3 lines of code later, a 1 second delay was added to the timing advance activation triggered by a connection to the micro-switch on the throttle.  The micro-switch signals as soon as the throttle is slightly depressed.   When the throttle is completely off, the timing circuit goes into bypass mode.  As soon as the throttle starts to move, a 1 second timer is started, which at the end of, the timing advancement is engaged.  This 1 second delay gives the Kelly Controller time to sync up with motor while the throttle is being fully applied.  This delay solved the problem and the slow-down effect is no longer felt.  I may try to tweak the 1 second timer to see if a shorter time accomplishes the same results but at 1 second, there is no observable delay in motor power or performance.

A Distance Test

With the Regen and timing working well now, it was time for a range test.   Headed out in 3rd gear (the only gear to use for 0-50 MPH around town driving) and covered 21.5 miles 

Below is a screen shot from the Digital Dashboard GPS  app on my phone.  The area graph at the bottom is speed and the line graph is altitude.  There was a large climb near the end which is when one of the cells started to drop.  The rest were holding steady between 3.0 and 3.1 volts but one cell was down to 2.7.  This cell is also the first to fill-up during charge cycles so it is clearly degraded from the over-discharge event from several months ago.  I suspect that there was still a few more miles in the pack so after I swap out this one weak cell, it will be time for another range test.  

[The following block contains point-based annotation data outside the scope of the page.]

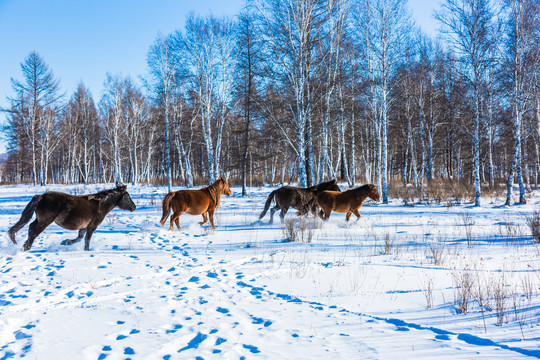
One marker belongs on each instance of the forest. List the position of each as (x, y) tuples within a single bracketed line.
[(300, 91)]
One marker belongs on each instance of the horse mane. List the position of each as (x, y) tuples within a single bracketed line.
[(214, 190), (104, 195), (321, 187)]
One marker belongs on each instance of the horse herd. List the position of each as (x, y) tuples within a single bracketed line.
[(85, 213)]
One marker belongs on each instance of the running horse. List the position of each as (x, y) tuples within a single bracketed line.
[(194, 202), (84, 213), (301, 199), (345, 202)]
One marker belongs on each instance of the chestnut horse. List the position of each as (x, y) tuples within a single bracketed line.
[(194, 202), (345, 202), (301, 199), (83, 213)]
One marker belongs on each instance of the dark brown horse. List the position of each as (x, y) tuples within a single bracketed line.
[(194, 202), (345, 202), (83, 213), (301, 199)]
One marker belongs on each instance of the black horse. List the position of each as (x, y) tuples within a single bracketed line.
[(301, 199), (83, 213)]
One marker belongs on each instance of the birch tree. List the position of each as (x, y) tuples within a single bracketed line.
[(41, 90), (293, 30), (522, 21), (160, 60), (467, 25), (207, 50)]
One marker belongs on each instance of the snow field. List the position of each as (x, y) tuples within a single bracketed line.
[(387, 286)]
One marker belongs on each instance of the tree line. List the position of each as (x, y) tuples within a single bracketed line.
[(301, 91)]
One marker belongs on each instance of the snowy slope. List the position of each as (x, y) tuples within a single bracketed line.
[(243, 290)]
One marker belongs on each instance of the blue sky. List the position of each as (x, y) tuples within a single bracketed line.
[(82, 40)]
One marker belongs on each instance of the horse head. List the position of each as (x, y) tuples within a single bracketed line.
[(373, 192)]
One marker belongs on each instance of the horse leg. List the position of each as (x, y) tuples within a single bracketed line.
[(174, 218), (89, 232), (211, 216), (325, 214), (73, 241), (205, 219), (283, 212), (35, 228), (272, 212)]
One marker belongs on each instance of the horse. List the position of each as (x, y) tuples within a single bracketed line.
[(194, 202), (345, 202), (301, 199), (84, 213)]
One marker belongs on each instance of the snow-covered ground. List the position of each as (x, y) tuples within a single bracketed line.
[(385, 287)]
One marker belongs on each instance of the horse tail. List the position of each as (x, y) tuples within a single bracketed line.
[(26, 216), (267, 205), (166, 204)]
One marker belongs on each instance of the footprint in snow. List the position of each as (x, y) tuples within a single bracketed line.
[(195, 342), (252, 348)]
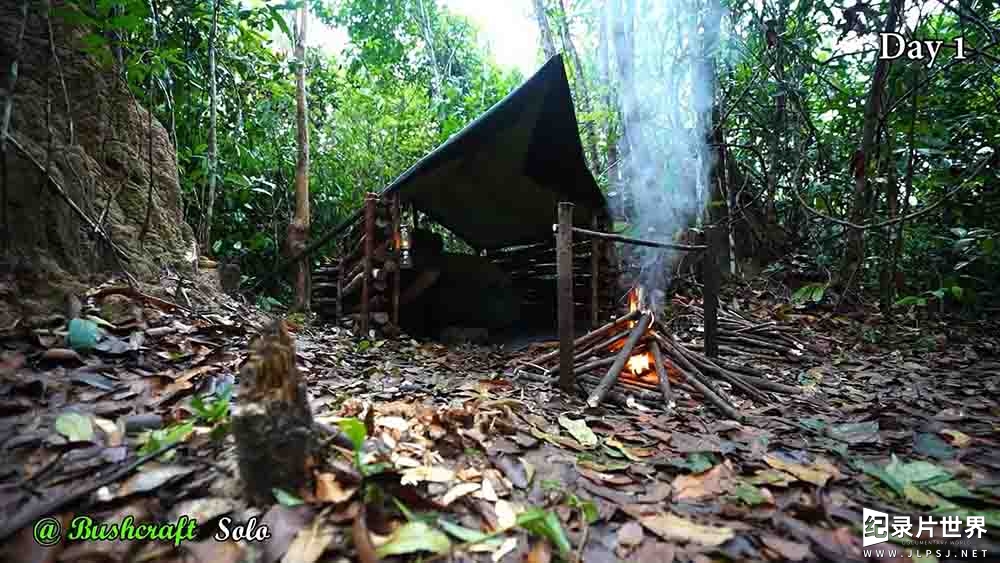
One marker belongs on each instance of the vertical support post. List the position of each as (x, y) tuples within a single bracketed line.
[(370, 201), (398, 253), (339, 305), (595, 276), (711, 276), (564, 272)]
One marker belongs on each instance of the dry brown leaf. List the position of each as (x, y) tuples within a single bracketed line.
[(630, 534), (788, 550), (459, 491), (714, 482), (431, 473), (309, 544), (818, 473), (328, 489), (671, 527)]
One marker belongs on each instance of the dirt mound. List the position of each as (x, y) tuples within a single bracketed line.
[(96, 150)]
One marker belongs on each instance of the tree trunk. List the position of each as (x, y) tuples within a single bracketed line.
[(580, 86), (544, 32), (299, 227), (205, 235), (861, 196), (777, 148)]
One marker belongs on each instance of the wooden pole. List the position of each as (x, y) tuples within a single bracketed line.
[(591, 337), (564, 272), (587, 233), (339, 306), (597, 395), (595, 278), (370, 201), (711, 292), (398, 253), (661, 374)]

Kelly KHB Controller & Brake Sensors

Brake Sensor Error

After some under the hood work (more on this to come), I was testing some rewiring and powered up the Kelly controller.  It indicated an error condition with the blinking red LED of 3,3 "Hall throttle is open or short-circuit".    30 minutes of debug of the Throttle sensor yielded no apparent issues.  Then I remembered having turned on the Brake Sensor setting in Kelly configuration software previously.    Since the brake sensor wiring needed some extensions, I had yet to connect the sensor to the controller.

Key lesson:  The controller reports the 3,3 error for both the throttle or the brake sensor.  Once I connected the brake sensor, the error cleared.   This is a great undocumented feature.